# Beretta 1951 locking lug broke agian after 23 rounds!??



## Lightningjames68 (Sep 16, 2019)

Hi im back agian for help, advice? I recieved the best advice ever from here, ok, i replaced my beretta 51 locking lug and slide functioned perfect after 2 dozen rnds. Of 115 grain. The locking lug broke! Agian?? Im so bummbed, is my solution, to except my expensive loss and bury it? I never ever give up on anything, in my own defense though its cost me a small fortune,. God bless you brothers! James


----------



## denner12 (Oct 14, 2017)

I would think either the locking block had a crack/fault or bad metallurgy of some kind or the locking screw became loose allowing the locking block to batter itself. I'd suggest the locking screw needs to be tightly screwed in and I'd highly suggest a high quality thread locker. I would likewise purchase a new locking screw if you haven't already done so.

Where did you obtain the locking block, was it new manufacture, used, etc.............
https://www.ebay.com/itm/Beretta-1951-compatible-locking-block-New-manufacture-/254340520939

Albeit, these locking blocks are expensive, especially when you can find grade A 1951 Beretta's for $364.00
https://dkfirearms.com/product/surplus-beretta-m1951-9mm/


----------



## Lightningjames68 (Sep 16, 2019)

denner12 said:


> I would think either the locking block had a crack/fault or bad metallurgy of some kind or the locking screw became loose allowing the locking block to batter itself. I'd suggest the locking screw needs to be tightly screwed in and I'd highly suggest a high quality thread locker. I would likewise purchase a new locking screw if you haven't already done so.
> 
> Where did you obtain the locking block, was it new manufacture, used, etc.............
> https://www.ebay.com/itm/Beretta-1951-compatible-locking-block-New-manufacture-/254340520939
> ...


Hi guys i used a new pin, with the new locking lug i tightened it to where there wasnt any play, but yet worked properly, broke right wear the wing comes out ? I bought the new locking lug off ebay


----------



## Lightningjames68 (Sep 16, 2019)

Lightningjames68 said:


> Hi guys i used a new pin, with the new locking lug i tightened it to where there wasnt any play, but yet worked properly, broke right wear the wing comes out ? I bought the new locking lug off ebay


Thanku agian denner12! Your advice is much appreciated!


----------



## denner12 (Oct 14, 2017)

Lightningjames68 said:


> I bought the new locking lug off ebay


Was the locking block from the same seller as the link above?


----------



## berettatoter (Sep 1, 2011)

Man, your having some real issues with that Beretta. One of the gun shops near me, have a few of them for sale, but I don't think I will bite on any of them. They don't look too bad, but bet they have had a ton of rounds put through them.


----------



## denner12 (Oct 14, 2017)

berettatoter said:


> Man, your having some real issues with that Beretta. One of the gun shops near me, have a few of them for sale, but I don't think I will bite on any of them. They don't look too bad, but bet they have had a ton of rounds put through them.

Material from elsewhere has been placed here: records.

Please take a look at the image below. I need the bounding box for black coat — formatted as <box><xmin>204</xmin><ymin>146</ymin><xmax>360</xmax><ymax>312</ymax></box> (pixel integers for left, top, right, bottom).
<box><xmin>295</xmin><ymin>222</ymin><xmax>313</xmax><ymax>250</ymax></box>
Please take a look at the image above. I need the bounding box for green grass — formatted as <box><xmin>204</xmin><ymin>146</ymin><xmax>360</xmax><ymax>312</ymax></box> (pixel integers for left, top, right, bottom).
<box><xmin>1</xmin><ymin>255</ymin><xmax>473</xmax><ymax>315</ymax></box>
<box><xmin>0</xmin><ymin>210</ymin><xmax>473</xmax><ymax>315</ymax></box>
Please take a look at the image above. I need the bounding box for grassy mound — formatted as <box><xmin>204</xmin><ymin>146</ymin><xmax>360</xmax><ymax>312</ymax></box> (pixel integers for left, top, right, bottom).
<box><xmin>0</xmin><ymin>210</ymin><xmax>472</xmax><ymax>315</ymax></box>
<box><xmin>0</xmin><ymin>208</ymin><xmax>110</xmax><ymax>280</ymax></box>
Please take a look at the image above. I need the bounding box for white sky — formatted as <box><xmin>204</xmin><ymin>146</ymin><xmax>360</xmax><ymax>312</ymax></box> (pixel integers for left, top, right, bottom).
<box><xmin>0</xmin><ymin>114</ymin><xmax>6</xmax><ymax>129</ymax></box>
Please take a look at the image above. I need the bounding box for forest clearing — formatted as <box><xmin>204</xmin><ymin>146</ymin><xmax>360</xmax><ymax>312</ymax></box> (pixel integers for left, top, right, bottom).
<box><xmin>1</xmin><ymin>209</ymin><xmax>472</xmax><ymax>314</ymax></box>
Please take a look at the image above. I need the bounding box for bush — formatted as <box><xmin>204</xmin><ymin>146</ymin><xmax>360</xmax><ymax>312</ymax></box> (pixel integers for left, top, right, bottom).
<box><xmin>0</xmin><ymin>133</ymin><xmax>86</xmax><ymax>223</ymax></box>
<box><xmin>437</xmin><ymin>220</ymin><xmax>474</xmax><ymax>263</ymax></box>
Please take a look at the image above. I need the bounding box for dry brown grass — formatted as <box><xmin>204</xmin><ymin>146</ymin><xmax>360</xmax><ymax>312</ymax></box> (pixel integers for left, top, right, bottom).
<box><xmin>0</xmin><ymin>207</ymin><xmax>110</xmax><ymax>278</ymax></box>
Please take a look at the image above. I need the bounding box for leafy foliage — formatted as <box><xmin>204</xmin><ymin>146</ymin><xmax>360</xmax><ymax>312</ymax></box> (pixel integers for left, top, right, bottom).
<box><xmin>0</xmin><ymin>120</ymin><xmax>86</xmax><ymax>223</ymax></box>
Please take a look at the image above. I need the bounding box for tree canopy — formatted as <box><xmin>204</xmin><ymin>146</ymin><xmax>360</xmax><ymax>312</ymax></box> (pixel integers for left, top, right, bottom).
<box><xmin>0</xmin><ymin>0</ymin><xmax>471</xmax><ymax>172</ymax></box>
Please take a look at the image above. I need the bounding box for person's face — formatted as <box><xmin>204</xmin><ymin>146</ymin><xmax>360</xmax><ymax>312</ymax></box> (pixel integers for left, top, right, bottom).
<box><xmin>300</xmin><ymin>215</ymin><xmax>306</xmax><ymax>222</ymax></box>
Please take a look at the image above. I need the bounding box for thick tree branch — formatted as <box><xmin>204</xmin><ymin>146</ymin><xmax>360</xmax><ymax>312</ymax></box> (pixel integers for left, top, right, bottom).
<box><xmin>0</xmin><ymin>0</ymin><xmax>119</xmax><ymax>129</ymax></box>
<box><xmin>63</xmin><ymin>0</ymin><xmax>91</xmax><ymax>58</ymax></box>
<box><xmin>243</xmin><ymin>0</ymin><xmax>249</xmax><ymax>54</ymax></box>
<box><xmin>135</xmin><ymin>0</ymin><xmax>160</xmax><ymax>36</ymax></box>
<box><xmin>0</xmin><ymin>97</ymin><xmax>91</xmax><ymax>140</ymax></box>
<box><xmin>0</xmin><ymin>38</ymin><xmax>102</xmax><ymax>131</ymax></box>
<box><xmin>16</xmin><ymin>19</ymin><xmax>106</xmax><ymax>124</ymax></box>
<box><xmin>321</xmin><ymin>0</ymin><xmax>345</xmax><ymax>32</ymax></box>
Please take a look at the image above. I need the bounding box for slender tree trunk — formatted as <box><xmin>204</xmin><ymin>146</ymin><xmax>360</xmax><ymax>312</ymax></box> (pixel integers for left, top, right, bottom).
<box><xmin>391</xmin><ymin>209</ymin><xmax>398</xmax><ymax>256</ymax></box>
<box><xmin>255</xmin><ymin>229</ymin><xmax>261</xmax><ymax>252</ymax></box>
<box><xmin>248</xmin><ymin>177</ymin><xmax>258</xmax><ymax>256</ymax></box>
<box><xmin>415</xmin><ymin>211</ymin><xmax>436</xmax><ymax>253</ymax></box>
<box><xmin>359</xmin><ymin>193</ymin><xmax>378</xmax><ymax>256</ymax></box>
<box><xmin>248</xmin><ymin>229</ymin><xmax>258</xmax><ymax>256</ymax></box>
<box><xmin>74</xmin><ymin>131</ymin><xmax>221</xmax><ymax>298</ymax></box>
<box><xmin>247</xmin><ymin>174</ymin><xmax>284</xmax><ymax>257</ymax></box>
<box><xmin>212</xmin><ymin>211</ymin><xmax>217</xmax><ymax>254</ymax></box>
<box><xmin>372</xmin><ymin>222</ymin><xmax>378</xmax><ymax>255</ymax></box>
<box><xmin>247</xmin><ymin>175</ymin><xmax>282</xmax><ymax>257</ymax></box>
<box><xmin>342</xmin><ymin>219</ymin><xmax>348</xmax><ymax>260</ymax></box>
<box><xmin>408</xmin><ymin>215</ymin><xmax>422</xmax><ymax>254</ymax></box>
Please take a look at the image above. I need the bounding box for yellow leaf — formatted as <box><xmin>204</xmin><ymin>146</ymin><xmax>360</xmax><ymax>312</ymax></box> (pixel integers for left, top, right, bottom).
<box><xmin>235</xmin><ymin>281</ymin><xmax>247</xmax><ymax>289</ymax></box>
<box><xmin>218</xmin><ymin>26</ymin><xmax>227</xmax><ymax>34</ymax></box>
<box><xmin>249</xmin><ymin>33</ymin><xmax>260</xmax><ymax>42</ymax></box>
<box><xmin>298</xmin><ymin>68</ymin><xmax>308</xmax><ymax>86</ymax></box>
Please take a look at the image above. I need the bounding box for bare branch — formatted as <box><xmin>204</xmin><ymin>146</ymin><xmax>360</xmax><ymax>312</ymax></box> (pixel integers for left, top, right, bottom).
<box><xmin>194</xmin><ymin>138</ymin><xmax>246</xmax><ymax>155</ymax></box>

I don't think it's the pistol per-se. It's the substandard replacement locking blocks you find for them. Once Beretta sold the rights to Maadi/Helwan and Tariq, quality control, metalurgy, etc.. went down substantially.

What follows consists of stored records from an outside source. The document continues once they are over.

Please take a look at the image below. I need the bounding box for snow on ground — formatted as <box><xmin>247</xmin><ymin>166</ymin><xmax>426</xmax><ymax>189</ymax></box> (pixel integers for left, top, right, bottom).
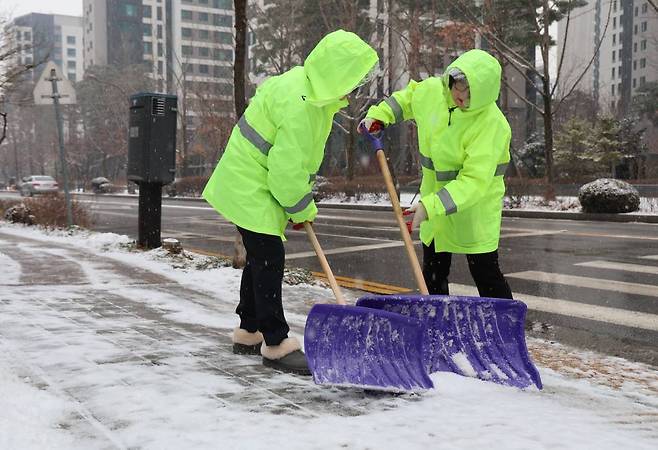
<box><xmin>320</xmin><ymin>192</ymin><xmax>658</xmax><ymax>215</ymax></box>
<box><xmin>1</xmin><ymin>223</ymin><xmax>657</xmax><ymax>449</ymax></box>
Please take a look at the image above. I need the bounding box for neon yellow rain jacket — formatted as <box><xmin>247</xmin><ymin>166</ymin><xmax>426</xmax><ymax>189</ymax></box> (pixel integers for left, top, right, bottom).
<box><xmin>202</xmin><ymin>30</ymin><xmax>378</xmax><ymax>238</ymax></box>
<box><xmin>366</xmin><ymin>49</ymin><xmax>511</xmax><ymax>254</ymax></box>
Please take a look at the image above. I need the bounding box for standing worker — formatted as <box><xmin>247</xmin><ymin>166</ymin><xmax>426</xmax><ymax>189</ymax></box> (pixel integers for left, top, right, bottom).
<box><xmin>359</xmin><ymin>49</ymin><xmax>513</xmax><ymax>299</ymax></box>
<box><xmin>203</xmin><ymin>30</ymin><xmax>378</xmax><ymax>375</ymax></box>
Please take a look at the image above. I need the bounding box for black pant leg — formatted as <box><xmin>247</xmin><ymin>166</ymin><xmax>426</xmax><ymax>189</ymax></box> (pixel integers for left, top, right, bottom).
<box><xmin>466</xmin><ymin>250</ymin><xmax>513</xmax><ymax>299</ymax></box>
<box><xmin>422</xmin><ymin>242</ymin><xmax>451</xmax><ymax>295</ymax></box>
<box><xmin>237</xmin><ymin>226</ymin><xmax>289</xmax><ymax>345</ymax></box>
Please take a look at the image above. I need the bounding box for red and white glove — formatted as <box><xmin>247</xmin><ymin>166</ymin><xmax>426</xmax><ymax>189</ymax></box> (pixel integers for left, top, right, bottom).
<box><xmin>403</xmin><ymin>202</ymin><xmax>427</xmax><ymax>233</ymax></box>
<box><xmin>289</xmin><ymin>220</ymin><xmax>311</xmax><ymax>231</ymax></box>
<box><xmin>357</xmin><ymin>117</ymin><xmax>384</xmax><ymax>135</ymax></box>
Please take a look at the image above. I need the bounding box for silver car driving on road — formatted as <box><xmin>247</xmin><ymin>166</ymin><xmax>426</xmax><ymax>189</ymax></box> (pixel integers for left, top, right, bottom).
<box><xmin>19</xmin><ymin>175</ymin><xmax>59</xmax><ymax>196</ymax></box>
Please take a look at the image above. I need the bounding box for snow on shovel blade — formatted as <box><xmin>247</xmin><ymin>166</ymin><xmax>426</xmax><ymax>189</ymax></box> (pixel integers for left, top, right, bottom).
<box><xmin>356</xmin><ymin>295</ymin><xmax>542</xmax><ymax>390</ymax></box>
<box><xmin>304</xmin><ymin>304</ymin><xmax>433</xmax><ymax>392</ymax></box>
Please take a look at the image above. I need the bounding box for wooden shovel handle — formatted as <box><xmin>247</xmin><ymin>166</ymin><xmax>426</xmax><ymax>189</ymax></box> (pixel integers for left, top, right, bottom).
<box><xmin>376</xmin><ymin>150</ymin><xmax>430</xmax><ymax>295</ymax></box>
<box><xmin>303</xmin><ymin>221</ymin><xmax>347</xmax><ymax>305</ymax></box>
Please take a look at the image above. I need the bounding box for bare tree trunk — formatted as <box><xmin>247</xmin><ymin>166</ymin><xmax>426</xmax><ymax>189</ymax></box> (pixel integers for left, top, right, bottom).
<box><xmin>232</xmin><ymin>0</ymin><xmax>248</xmax><ymax>269</ymax></box>
<box><xmin>541</xmin><ymin>0</ymin><xmax>555</xmax><ymax>196</ymax></box>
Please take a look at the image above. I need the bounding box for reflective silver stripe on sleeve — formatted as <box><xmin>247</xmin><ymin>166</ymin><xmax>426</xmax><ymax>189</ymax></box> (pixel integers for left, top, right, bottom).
<box><xmin>437</xmin><ymin>188</ymin><xmax>457</xmax><ymax>215</ymax></box>
<box><xmin>385</xmin><ymin>96</ymin><xmax>403</xmax><ymax>123</ymax></box>
<box><xmin>495</xmin><ymin>162</ymin><xmax>509</xmax><ymax>176</ymax></box>
<box><xmin>309</xmin><ymin>174</ymin><xmax>316</xmax><ymax>184</ymax></box>
<box><xmin>435</xmin><ymin>170</ymin><xmax>459</xmax><ymax>181</ymax></box>
<box><xmin>237</xmin><ymin>116</ymin><xmax>272</xmax><ymax>156</ymax></box>
<box><xmin>285</xmin><ymin>192</ymin><xmax>314</xmax><ymax>214</ymax></box>
<box><xmin>420</xmin><ymin>155</ymin><xmax>434</xmax><ymax>171</ymax></box>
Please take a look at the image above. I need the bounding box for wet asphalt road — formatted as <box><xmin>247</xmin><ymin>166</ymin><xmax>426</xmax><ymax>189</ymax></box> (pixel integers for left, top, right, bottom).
<box><xmin>4</xmin><ymin>192</ymin><xmax>658</xmax><ymax>366</ymax></box>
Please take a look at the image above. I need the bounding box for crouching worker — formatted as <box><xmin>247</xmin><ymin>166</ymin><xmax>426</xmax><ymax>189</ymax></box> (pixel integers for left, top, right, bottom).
<box><xmin>359</xmin><ymin>49</ymin><xmax>514</xmax><ymax>300</ymax></box>
<box><xmin>203</xmin><ymin>30</ymin><xmax>379</xmax><ymax>375</ymax></box>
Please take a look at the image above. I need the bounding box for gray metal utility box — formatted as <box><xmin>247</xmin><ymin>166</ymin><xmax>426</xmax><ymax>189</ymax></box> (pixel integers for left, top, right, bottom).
<box><xmin>127</xmin><ymin>93</ymin><xmax>178</xmax><ymax>184</ymax></box>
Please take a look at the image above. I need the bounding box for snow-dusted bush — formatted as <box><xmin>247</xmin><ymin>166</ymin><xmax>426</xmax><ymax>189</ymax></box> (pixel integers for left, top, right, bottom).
<box><xmin>578</xmin><ymin>178</ymin><xmax>640</xmax><ymax>213</ymax></box>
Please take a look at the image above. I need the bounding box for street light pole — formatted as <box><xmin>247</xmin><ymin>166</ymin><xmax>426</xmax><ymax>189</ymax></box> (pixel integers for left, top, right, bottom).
<box><xmin>48</xmin><ymin>68</ymin><xmax>73</xmax><ymax>227</ymax></box>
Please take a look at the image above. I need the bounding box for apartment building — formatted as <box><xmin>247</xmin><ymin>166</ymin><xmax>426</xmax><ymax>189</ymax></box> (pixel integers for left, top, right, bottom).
<box><xmin>6</xmin><ymin>13</ymin><xmax>84</xmax><ymax>83</ymax></box>
<box><xmin>558</xmin><ymin>0</ymin><xmax>657</xmax><ymax>113</ymax></box>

I seriously doubt the Navy/police surplus Beretta 1951's out there right now have a ton of rounds through them, much more likely they've been in deep storage at least from 1977 and before that time hardly ever shot.

The 2nd series likewise has a very durable steel frame and slide, it's the substandard replacement locking blocks which is the pistols Achilles heel from what I'm gathering. If you can find a good locking block I'd think you'd be in business.


----------